The Unicode Odyssey · Глава 8
Security: The Dark Side of Unicode
Unicode's power can be exploited. Homoglyph attacks, bidirectional text abuse, zero-width character injection, and IDN spoofing — this chapter explores the security risks and how to defend against them.
Every powerful system has a shadow. Unicode's power — representing every human writing system, providing rich character composition, supporting bidirectional text — creates an attack surface that security researchers have been documenting for decades. The vulnerabilities are subtle, the attacks often invisible to the naked eye, and the consequences can range from phishing success to complete system compromise. This chapter maps the dark side.
Homograph Attacks: Characters That Look Identical
The most classic Unicode security attack exploits the fact that characters from different scripts can look visually indistinguishable to human readers. The homograph attack (also called homoglyph attack) substitutes one script's character for another's to deceive users.
The canonical example: the Cyrillic letter "а" (U+0430, CYRILLIC SMALL LETTER A) is visually identical to the Latin "a" (U+0061, LATIN SMALL LETTER A) in most fonts. To a user reading "аpple.com" in their browser's address bar, there is no visible difference — but one domain is Cyrillic-а and the other is Latin-a.
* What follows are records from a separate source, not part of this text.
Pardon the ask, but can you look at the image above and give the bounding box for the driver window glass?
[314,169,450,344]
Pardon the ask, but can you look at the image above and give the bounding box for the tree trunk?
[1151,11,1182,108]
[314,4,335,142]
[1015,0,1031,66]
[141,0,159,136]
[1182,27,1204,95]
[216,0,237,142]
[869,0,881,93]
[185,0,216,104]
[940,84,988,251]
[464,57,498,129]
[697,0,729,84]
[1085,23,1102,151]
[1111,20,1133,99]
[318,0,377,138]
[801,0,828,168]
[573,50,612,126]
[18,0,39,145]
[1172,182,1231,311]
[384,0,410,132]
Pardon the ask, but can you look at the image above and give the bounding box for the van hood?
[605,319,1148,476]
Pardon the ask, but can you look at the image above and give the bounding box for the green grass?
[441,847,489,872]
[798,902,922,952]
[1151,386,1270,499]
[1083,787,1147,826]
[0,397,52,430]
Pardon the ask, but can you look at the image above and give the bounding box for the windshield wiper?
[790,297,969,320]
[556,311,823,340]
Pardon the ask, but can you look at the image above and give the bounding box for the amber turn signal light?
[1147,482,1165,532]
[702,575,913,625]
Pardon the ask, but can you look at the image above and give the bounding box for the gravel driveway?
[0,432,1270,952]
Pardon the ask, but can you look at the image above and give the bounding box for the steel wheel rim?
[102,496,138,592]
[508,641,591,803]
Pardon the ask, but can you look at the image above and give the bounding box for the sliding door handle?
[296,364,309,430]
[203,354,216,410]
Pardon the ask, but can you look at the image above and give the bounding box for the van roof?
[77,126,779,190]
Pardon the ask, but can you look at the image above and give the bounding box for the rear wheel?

A malicious actor registers the Cyrillic variant and creates a perfect phishing site.
Common homograph character pairs:
| Lookalike Char | Unicode | Legitimate | Unicode |
|---|---|---|---|
| а (Cyrillic a) | U+0430 | a (Latin) | U+0061 |
| е (Cyrillic e) | U+0435 | e (Latin) | U+0065 |
| о (Cyrillic o) | U+043E | o (Latin) | U+006F |
| р (Cyrillic r) | U+0440 | p (Latin) | U+0070 |
| с (Cyrillic c) | U+0441 | c (Latin) | U+0063 |
| ν (Greek nu) | U+03BD | v (Latin) | U+0076 |
| Ι (Greek capital iota) | U+0399 | I (Latin) | U+0049 |
| ℓ (script small l) | U+2113 | l (Latin) | U+006C |
An entire word can be spelled using only Cyrillic characters that look like Latin ones: "соm" (all Cyrillic) appears identical to "com". A URL https://microsоft.соm with Cyrillic characters would appear legitimate to most users.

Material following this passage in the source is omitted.